= Anh Tuan Dinh-Xuan =

French physiologist

Anh Tuan Dinh-Xuan (born 1958 in Saigon (now Ho Chi Minh City), Vietnam) is a French researcher, doctor and university professor. He manages the hospital department of Physiology - Practical examinations at Cochin hospital in Paris. His research concerns the physiology of the respiratory system and the physiopathology of pulmonary diseases.

== Biography==
Tuan Dinh Xuan Anh left his home country at the age of 11 with his family to follow his father (Tho Dinh-Xuan), an academic and Vietnamese diplomat, to his post in Morocco. Arriving in France in 1973, he pursued his secondary school studies at Louis-le-Grand high school in Paris. A few years later, he chose to study medicine in Paris. He obtained his Doctorate of Medicine in 1985 in the faculty of Cochin – Port Royal. His work was rewarded by a prize for his thesis from Paris Descartes University. His study was completed by a Master of Arts and a Doctorate in Science from the University of Cambridge, United Kingdom in the 1990s.

At the same time, Doctor Dinh began his career as a practitioner in the department of Physiology - Practical Examinations, at the Cochin hospital in Paris, and was authorized to supervise research at the Paris Descartes University where he taught the physiology of respiratory and cardio-vascular cells. He also participated in the supervision of the Master's degree for biology of normal and pathological cells, as well as preclinical and clinical pharmacology.

== Scientific research ==
In the 2000s (decade), Anh Tuan Dinh-Xuan was appointed head of the department of Physiology - Practical Examination at Cochin hospital. At the same time, he was elected a member of the French National Centre for Scientific Research, and joined the committee for that organisation. His research concerned in particular molecular and integrative physiology and the role of nitric oxide in the pathophysiology, diagnosis, and the treatment of respiratory diseases.

Within the Paris Descartes University from 2002 to 2010, Anh Tuan Dinh-Xuan managed the research unit called UPRES, which specialized in Respiratory Biology, Physiology and Pathology. He also managed the University Institute of Health of the University of Corsica.
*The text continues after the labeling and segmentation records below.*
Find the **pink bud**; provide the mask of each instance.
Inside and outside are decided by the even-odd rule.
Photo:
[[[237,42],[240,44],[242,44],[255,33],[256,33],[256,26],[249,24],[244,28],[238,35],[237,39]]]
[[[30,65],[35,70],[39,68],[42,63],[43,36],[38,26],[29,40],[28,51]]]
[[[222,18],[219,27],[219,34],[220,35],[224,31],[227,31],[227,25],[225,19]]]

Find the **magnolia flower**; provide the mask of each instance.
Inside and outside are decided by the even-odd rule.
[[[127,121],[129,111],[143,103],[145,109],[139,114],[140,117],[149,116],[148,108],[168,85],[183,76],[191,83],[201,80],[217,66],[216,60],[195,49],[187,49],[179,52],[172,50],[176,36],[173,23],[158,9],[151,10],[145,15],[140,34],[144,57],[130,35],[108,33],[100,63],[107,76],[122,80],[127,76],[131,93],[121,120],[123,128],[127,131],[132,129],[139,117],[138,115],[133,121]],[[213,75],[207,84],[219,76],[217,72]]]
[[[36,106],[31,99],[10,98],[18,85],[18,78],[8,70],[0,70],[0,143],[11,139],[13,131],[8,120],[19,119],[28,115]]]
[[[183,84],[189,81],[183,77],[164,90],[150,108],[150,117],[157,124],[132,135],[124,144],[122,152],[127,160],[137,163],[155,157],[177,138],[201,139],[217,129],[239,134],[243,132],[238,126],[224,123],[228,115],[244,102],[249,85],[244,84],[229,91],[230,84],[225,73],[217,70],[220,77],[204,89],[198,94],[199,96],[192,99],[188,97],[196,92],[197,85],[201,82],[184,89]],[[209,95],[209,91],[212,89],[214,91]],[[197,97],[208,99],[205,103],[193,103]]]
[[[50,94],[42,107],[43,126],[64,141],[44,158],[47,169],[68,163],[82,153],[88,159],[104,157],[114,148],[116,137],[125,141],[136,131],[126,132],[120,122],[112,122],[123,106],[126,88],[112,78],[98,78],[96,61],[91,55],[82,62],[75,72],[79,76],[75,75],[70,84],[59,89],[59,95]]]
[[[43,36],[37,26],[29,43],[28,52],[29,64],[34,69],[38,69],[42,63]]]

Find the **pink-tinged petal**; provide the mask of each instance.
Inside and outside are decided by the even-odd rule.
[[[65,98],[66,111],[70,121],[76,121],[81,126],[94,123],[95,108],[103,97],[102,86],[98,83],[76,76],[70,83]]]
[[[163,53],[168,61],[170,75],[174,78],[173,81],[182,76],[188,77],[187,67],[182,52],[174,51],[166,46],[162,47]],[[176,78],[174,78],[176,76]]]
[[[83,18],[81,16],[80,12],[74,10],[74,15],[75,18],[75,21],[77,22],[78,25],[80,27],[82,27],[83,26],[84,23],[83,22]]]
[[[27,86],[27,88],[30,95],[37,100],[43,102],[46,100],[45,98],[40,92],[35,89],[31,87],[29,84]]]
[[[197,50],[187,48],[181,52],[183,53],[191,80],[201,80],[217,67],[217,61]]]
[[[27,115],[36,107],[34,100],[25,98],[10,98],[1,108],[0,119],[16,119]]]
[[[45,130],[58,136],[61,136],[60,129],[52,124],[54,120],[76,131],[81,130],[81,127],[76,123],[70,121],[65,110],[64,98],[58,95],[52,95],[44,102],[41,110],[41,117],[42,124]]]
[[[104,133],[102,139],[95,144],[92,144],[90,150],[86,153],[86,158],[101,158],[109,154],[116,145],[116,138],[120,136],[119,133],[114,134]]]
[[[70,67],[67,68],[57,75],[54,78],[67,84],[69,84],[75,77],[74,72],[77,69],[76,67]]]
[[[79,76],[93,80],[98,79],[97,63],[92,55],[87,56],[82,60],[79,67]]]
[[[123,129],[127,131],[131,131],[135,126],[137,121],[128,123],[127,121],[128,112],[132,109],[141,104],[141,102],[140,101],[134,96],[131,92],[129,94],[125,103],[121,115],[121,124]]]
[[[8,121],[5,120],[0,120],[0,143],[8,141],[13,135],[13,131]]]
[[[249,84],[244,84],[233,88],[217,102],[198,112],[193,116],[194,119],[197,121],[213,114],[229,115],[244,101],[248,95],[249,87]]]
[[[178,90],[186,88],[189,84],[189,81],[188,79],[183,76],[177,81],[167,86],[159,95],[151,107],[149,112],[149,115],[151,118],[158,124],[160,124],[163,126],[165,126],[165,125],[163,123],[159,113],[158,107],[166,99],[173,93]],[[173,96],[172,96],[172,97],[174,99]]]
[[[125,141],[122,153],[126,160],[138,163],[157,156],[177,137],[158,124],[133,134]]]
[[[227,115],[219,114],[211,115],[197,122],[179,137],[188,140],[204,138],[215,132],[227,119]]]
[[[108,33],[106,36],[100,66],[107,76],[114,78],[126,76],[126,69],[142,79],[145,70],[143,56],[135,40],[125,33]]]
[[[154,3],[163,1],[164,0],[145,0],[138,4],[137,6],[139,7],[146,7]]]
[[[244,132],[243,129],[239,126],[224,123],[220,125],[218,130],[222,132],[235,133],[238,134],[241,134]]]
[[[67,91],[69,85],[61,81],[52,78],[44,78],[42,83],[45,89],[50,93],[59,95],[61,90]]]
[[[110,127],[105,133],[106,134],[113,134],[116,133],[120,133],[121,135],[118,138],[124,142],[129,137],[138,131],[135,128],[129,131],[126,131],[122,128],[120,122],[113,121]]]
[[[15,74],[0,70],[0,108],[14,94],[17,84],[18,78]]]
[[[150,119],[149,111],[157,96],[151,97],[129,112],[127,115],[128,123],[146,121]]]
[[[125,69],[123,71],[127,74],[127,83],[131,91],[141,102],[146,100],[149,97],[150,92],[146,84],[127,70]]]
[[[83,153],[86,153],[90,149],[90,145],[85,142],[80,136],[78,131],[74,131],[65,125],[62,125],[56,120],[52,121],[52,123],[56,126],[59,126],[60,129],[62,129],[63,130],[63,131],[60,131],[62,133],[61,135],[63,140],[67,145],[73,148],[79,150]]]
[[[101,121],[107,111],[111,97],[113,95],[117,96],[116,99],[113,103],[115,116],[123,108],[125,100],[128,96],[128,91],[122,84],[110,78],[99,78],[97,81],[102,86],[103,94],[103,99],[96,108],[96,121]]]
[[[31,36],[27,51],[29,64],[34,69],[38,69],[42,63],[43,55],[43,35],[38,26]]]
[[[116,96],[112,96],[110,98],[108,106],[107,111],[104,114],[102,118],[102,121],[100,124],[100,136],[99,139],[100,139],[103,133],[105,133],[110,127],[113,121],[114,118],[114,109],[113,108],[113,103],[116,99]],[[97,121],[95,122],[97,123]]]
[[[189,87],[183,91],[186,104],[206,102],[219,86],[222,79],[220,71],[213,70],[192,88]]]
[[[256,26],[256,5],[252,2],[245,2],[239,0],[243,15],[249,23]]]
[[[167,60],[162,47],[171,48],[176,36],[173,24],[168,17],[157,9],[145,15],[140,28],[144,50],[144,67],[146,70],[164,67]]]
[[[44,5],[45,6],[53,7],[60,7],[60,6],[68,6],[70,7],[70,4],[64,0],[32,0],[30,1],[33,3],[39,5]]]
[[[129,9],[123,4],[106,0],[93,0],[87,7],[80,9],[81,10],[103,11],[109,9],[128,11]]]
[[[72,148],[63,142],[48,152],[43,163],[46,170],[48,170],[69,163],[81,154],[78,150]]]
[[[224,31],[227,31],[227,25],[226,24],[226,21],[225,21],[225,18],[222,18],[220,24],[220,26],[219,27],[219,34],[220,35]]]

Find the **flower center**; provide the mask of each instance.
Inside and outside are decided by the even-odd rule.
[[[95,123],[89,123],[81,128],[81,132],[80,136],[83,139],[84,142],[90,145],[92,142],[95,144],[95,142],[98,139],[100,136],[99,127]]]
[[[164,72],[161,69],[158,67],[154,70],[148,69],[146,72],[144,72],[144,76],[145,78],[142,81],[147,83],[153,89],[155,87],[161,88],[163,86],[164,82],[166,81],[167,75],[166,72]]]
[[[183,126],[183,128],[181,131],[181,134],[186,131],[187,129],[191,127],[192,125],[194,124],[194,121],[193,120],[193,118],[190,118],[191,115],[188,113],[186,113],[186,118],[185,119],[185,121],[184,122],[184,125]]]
His works have been published in many medical magazines and he has been the editor-in-chief of the European Respiratory Journal.

He is also a member of the editorial committee of the Magazine of Respiratory diseases - official publication of the French Society of Pneumology.

Anh Tuan Dinh-Xuan has been consulted as an expert by several organisations such as the National Institute of Health and Medical Research, the Hospital Programmes for Clinical Research, the French Ministry of Higher Education and Research, the American Heart Association, the European Respiratory Society, the British Lung Foundation, the French Society of Physiology, the Cystic Fibrosis Association, and the French Association against Myopathies.

== Humanitarian activities ==
Dr. Anh Tuan Dinh-Xuan was one of the first French doctors of Vietnamese origin to put a lot into the rescue operations of the boat people in the China Sea organized by Médecins du Monde. Between 1982 and 1987 he undertook several humanitarian missions together with Alain Deloche and Bernard Kouchner. In 1985, Dr. Anh Tuan Dinh-Xuan initiated a joint effort between the Vietnamese humanitarian organization in the United States called the Boat People SOS Committee, based in California, and Médecins du Monde. This initiative permitted the collection of funds from the Vietnamese community in the United States to partially the rescue operations of the Vietnamese boat people from 1985 until 1988 (the year of the last mission of Médecins du Monde in the China Sea).

== Prizes and distinctions ==
- 1985 - Prize-winner of the Faculty of Medicine Cochin-Port-Royal, university thesis price, Silver medal, Paris
- 1990 - Young Investigator Award, American College of Angiology Annual Prize, Atlanta, United States
- 1997 – Clinical Research Prize, Foundation for Medical Research, Paris, France
- 2000 - Excellent Medical Sciences Award, Vietnamese American Medical Research Foundation, Los Angeles, United States

== Educational works ==
- Précis de Physiologie Médicale (Handbook of Medical Physiology), Dinh-Xuan Anh Tuan, Piccin Publishing, Padoue, 1996 and 2003.
- Physiologie, Dinh-Xuan Anh Tuan, Ader JL, Carré F, Duclos M, Kubis N, Mercier J, Mion F, Préfaut C, Roman S. Collection des Abrégés, Masson Publishing, Paris, 2003.
  - Price “First cycle” of the Second International festival of the Medical Book (Organized by the Faculty of Medicine of Amiens, France), EDIMED, 2003.
- Physiologie 320 QCM, Dinh-Xuan Anh Tuan, Ader JL, Carré F, Duclos M, Kubis N, Mercier J, Mion F, Préfaut C, Roman S. Masson Publishing, Paris, 2004.